Over the past year, police brutality in the USA has become a global concern. The killings of Michael Brown, Eric Garner and Freddie Grey triggered protests not just in their home states but worldwide, with a new campaign group “Black Lives Matter” emerging to protest the ongoing deaths at the hands of US police. The Oxford Union hosted a packed debate on whether the US is ‘institutionally racist’ earlier this year, and the deaths, protests and trials resulting from the killings have all made regular headline news.
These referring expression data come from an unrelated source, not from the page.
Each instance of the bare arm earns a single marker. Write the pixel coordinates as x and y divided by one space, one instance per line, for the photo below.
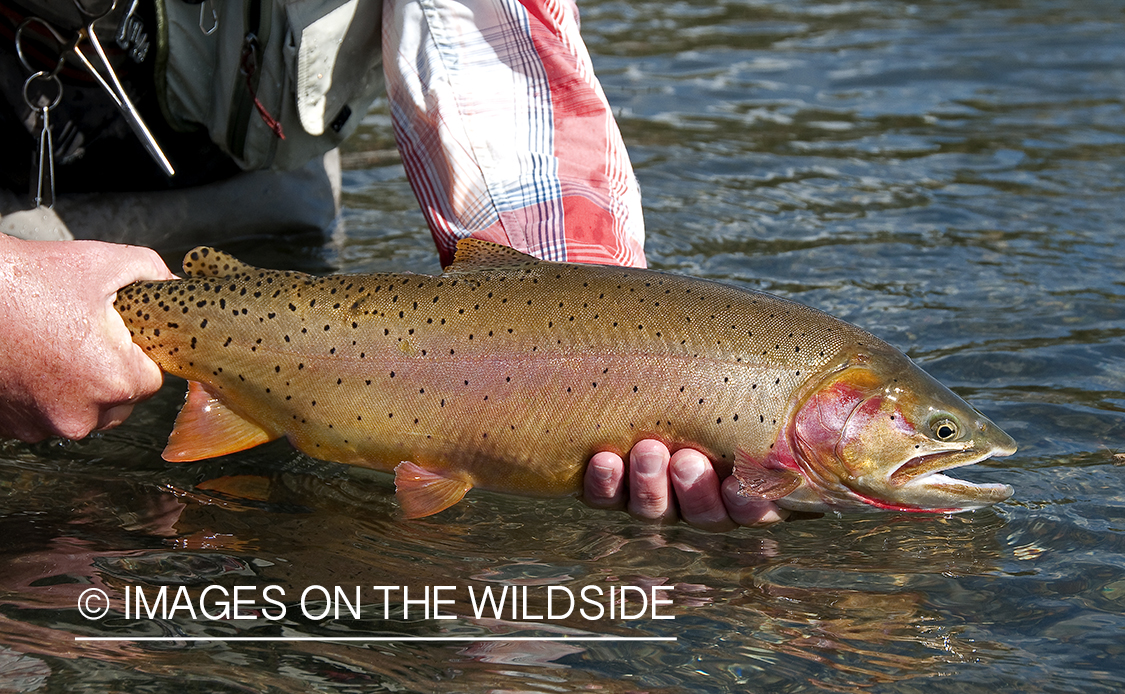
68 366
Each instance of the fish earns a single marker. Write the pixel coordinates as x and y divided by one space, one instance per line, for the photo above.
507 372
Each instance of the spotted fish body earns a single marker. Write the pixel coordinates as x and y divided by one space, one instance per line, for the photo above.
506 372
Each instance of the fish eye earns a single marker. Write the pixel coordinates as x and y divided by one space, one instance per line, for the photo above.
945 429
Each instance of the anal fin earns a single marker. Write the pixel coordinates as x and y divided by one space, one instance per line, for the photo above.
755 479
206 427
422 493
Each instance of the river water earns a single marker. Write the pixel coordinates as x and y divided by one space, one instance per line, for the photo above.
948 174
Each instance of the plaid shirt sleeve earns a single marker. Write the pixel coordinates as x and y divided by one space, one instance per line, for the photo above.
505 132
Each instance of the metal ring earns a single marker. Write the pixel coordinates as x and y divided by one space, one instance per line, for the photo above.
43 74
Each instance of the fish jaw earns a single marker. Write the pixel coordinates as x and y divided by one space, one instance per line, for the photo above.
867 438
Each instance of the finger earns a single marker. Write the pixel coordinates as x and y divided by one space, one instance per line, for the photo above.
696 487
113 416
603 485
748 510
649 489
138 263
What has received far less attention has been the continued deaths at the hands of UK state officials. In March of this year, the Institute for Race Relations published an in-depth report on 509 people of colour who died in suspicious circumstances between 1991 and 2014 whilst in the custody of police, prison or immigration officers. Their analysis of these deaths — which averaged almost one per fortnight over the period covered —showed that a large number occurred after excessive use of force by the authorities, and an even larger number involved a culpable lack of care. Perhaps even more damning, the report concluded that “lessons are not being learnt; people die in similar ways year on year”.
But the big difference that emerges from the US is the handling of the officers involved. Officers stood trial following all three of the big recent cases from the US — even if, infamously, they have all so far been found not guilty. In the 509 cases examine by the IRR, however, a mere 5 cases — less than 1% — led to prosecutions — with not a single conviction. This is despite inquests recording verdicts of unlawful killing in over a dozen cases. Indeed, of the thousands of deaths in custody that have occurred since the late 1960s (current levels are around 600 per year), only one single case — that of David Oluwale in 1969 — has resulted in the conviction of an officer.
One case which clearly illustrates the difficulties faced by families of the victims in their struggle for justice is that of Habib ‘Paps’ Ullah.
Habib and two of his friends were pulled over by police in High Wycombe on 3rd July 2008. Habib was peaceful and compliant with the police, who he allowed to search him. However, when he was asked to open his mouth, he turned his back on them. That was the trigger for a vicious assault. Without warning, one officer, DS Liles, punched him in the back with maximum force, at which point four officers set upon him. Over the course of the next ten minutes, Habib was subjected to further blows, knee strikes, a finger in his eye socket, the squeezing of his throat, and the full bodyweight of an officer on top of him whilst face down on the ground, along with a variety of ‘pain compliance’ techniques. At one stage, DS Liles shouted to his colleagues: “break his arm”. Witnesses were screaming at the officers that they were strangling him, with another witness describing it as like something from a horror film. By the end of the assault, Habib had lost consciousness, with officers noting that his arm dropped to the floor when released, and that his eyes were motionless when his eyelids pulled back. Nevertheless, the police waited a further ten minutes before calling an ambulance. Witnesses spoke of the police ‘standing around’; no CPR or mouth-to-mouth resuscitation was given to Habib, he was not put into a full recovery position, and his pulse was not taken: the officers all claimed that they believed Habib had been ‘faking it’. When an ambulance was finally called, the police gave the code B1, for a non-life threatening situation; by the time it arrived, witnesses — including the officers themselves — had confirmed Habib had been making very strange coughing sounds with his face turning first blue and then grey. Those sounds, it now seems clear, were almost certainly his death rattle. The small wrap of drugs which Habib had in his mouth had got lodged in his throat during the attack which, combined with likely ‘positional asphyxia’ caused by the restraint, had caused him to suffocate.